Fungsi diastolik pada RM sangat sulit dianalisis akbiat pengikatan volume pengisian. Relaksasi
ventrikel kiri biasanya memanjang dan kekakuan (stifness) ventrikel kiri juga biasanaya
berkurang akibat bertambahnya diameter rongga ventrikel kiri.
Pada pasien RM fungsional akibat penyakit jantung koroner atau kardiomiopati,
kelainan primer terdapat pada ventrikel kiri, dimana kontraktilitas dinding venrikel sangat
berkurang, padahal daun katup mitral itu sendiri masih normal. RM kebanyakan tidak sejajar
dengan derajat disfungsi ventrikel kiri, tetapi lebih berhubungan dengan remodeling ventrikel
kiri secara regional. RM fungsional agak berbeda dengan RM organik (valvular). Pada RM
fungsional, volume regurgitasi biasanya sedikit dan dilatasi ventrikel kiri biasanya tidak
proporsional dengan derajat RM. Tetapi RM fungsional punya arti klinis yang penting,
berhubungan dengan peninggian volume dan tekanan di atrium kiri, dan suatu pertanda
penyakit mioakrdium yang sudah lanjut.
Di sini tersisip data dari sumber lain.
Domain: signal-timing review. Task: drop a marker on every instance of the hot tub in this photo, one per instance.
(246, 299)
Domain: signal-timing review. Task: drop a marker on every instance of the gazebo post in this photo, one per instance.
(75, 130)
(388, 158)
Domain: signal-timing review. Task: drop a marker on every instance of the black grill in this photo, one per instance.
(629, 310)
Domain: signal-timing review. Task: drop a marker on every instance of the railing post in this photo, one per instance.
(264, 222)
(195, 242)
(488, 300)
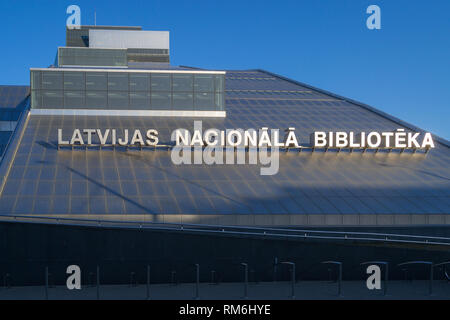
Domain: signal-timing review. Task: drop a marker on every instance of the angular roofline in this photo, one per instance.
(362, 105)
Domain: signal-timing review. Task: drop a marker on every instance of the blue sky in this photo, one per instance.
(402, 69)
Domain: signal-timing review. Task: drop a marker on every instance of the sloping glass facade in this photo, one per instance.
(310, 188)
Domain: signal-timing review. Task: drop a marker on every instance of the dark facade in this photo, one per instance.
(125, 201)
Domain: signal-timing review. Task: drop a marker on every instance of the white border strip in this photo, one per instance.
(131, 70)
(129, 113)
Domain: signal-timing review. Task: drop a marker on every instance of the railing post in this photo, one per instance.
(275, 269)
(245, 265)
(46, 283)
(197, 283)
(148, 282)
(430, 289)
(339, 279)
(292, 264)
(386, 278)
(98, 283)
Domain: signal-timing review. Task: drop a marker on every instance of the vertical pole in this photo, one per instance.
(197, 267)
(98, 283)
(340, 280)
(46, 283)
(293, 281)
(431, 280)
(386, 277)
(275, 267)
(245, 265)
(148, 282)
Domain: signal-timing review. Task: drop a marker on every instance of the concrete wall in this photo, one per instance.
(26, 249)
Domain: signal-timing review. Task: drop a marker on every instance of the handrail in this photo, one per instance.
(240, 230)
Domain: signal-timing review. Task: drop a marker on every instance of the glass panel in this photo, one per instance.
(219, 102)
(204, 101)
(36, 99)
(74, 81)
(220, 81)
(139, 82)
(139, 100)
(96, 99)
(96, 81)
(52, 80)
(92, 57)
(182, 101)
(35, 79)
(204, 83)
(161, 100)
(52, 99)
(118, 100)
(118, 81)
(161, 82)
(74, 99)
(182, 82)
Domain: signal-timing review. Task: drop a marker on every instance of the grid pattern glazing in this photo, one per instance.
(44, 180)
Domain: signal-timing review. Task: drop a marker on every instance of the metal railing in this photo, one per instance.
(266, 232)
RM fungsional sangat efektif diobati dengan
vasodilator.
MANIFESTASI KLINIS
Pasien RM berat akut hampir semuanya simtomatik. Pada beberapa kasus dapat diperberat oleh
adanya ruptur chorda, umumnya ditandai oleh sesak napas dan rasa lemas yang berlebihan,
yang timbul secara tiba-tiba. Kadang ruptur chordae ditandai oleh adanya nyeri dada,
orthopnea, paraxysmal nocturnal dispnea dan rasa capek kadang ditemukan pada RM akut.
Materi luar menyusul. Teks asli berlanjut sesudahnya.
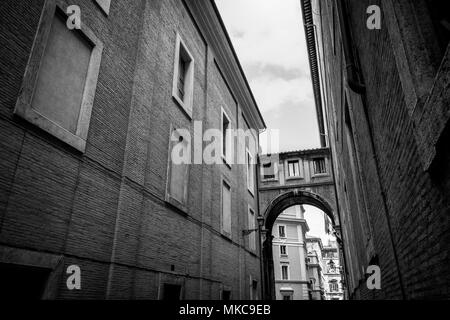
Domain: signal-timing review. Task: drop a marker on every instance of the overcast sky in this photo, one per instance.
(269, 39)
Dari anamnesis juga kemungkinan dapat diperoleh perkiraan etiologi dari RM akut.
RM akut akibat iskemia berat, dapat diperkirakan pada kasus dengan shock atau gagal jantung
kongestif pada pasien dengan infark akut, terutama bila didapatkan adanya murmur sistolik
yang baru, walau kadang tidak ditemukan murmur sistolik pada RM akut akibat iskemia,
karena dapat terjadi keseimbangan tekanan darah di dalam ventrikel dan atrium kiri, yang dapat
menimbulkan lamanya murmur jadi memendek yang secara aukultasi sulit dideteksi (Tabel 2).
Manifestasi klinis dari RM kornik, termasuk simptom, pemeriksaan fisis, perekaman
EKG dan perubahan radiologi sangat tergantung dari derajat dan kausa dari RM, dan
bagaimana performa dari atrium dan ventrikel kiri (Tabel 3).
GEJALA
Pasien dengan RM ringan biasanya asimtomatik. RM berat dapat asimtomaik atau gejala
minimal untuk bertahun-tahun. Rasa cepat capek karena cardiac output yang rendah dan sesak
napas ringan pada saat beraktivitas segera dihentikan.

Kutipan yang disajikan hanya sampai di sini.